Errors in your way of thinking can cause problems as well.  Don’t equate monthly payments with affordability.  Too many people decide whether they can afford something based on whether they can manage the monthly payment.  This is particularly true for homes and cars.  Just because you can handle a payment does not mean you can truly afford the item.  Monthly payments ignore the true cost of ownership.  A car, for example, also requires insurance, gas, repairs, and maintenance.  Instead of focusing on the monthly payment, separate needs from wants and evaluate how you might better use the money.  If you have consumer debt, for example, consider paying off the debt before buying something that will commit you to future monthly payments for years to come.

If you can reduce your mortgage payments, do it.  Reducing a mortgage by even 1% can result in substantial savings.  Whether it’s due to falling mortgage rates, which are at historic lows, or an improved credit score, you may be able to save thousands of dollars of the life of your home loan by refinancing.  Even if you have a low rate now, you should look into the current mortgage rates to see if you can do better.  That 1% savings may justify refinancing over the life of the loan.

A lot of people miss the great deals they can find online.  You can find deals, coupons, and promo codes on just about everything.  Also, many retailers offer additional discounts if you buy online.  Shopping online is often more convenient than going to malls or stores and having to wait in lines.  Before you set out on your next shopping trip, check online and see what coupons or deals are available for the products you are looking for.  The deals could be substantial.

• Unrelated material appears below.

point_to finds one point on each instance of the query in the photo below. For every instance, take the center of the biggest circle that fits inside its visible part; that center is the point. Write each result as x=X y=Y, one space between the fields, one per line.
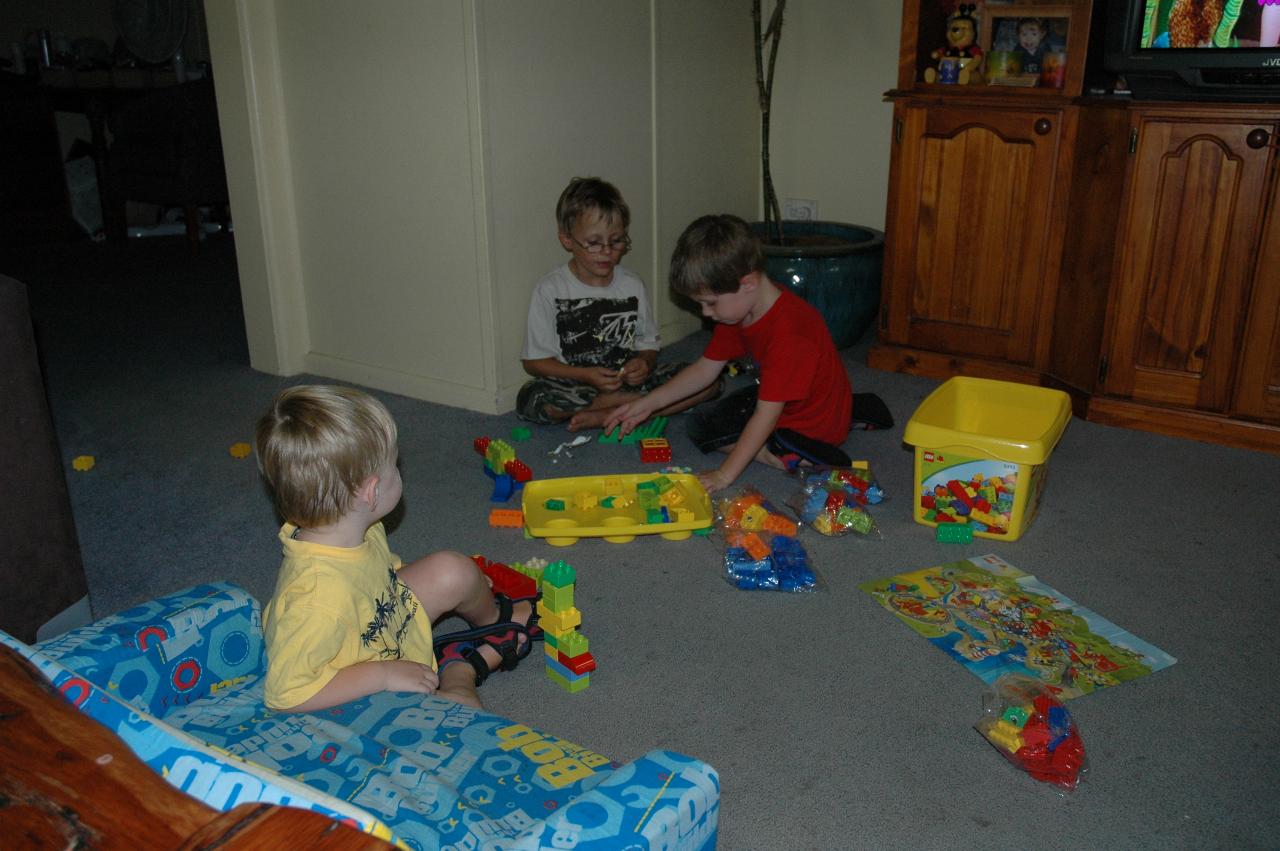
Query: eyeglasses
x=621 y=243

Now that we are post tax season, pending you didn’t file an extension, you should take the time to scan over your return.  If you got a rather large refund, it’s simply the result of you having too many withholdings taken out of your check.  Letting the government hang on to the money for a year until it comes time to file again gives the government an interest free loan.  Instead, ask your employer for new W-4 forms and adjust your withholdings so you can pocket more of your paycheck now.

Finally, don’t mislead yourself into thinking that making the minimum payments on credit cards will get you out of debt.  Even low interest rate credit cards charge a high interest rate.  Just making the minimum payments will add a lot of interest to your total payments over the life of that debt.  Rather than making just the minimum payment, commit to paying more than the minimum, even if by just a few dollars.  This will help pay off your debt much faster.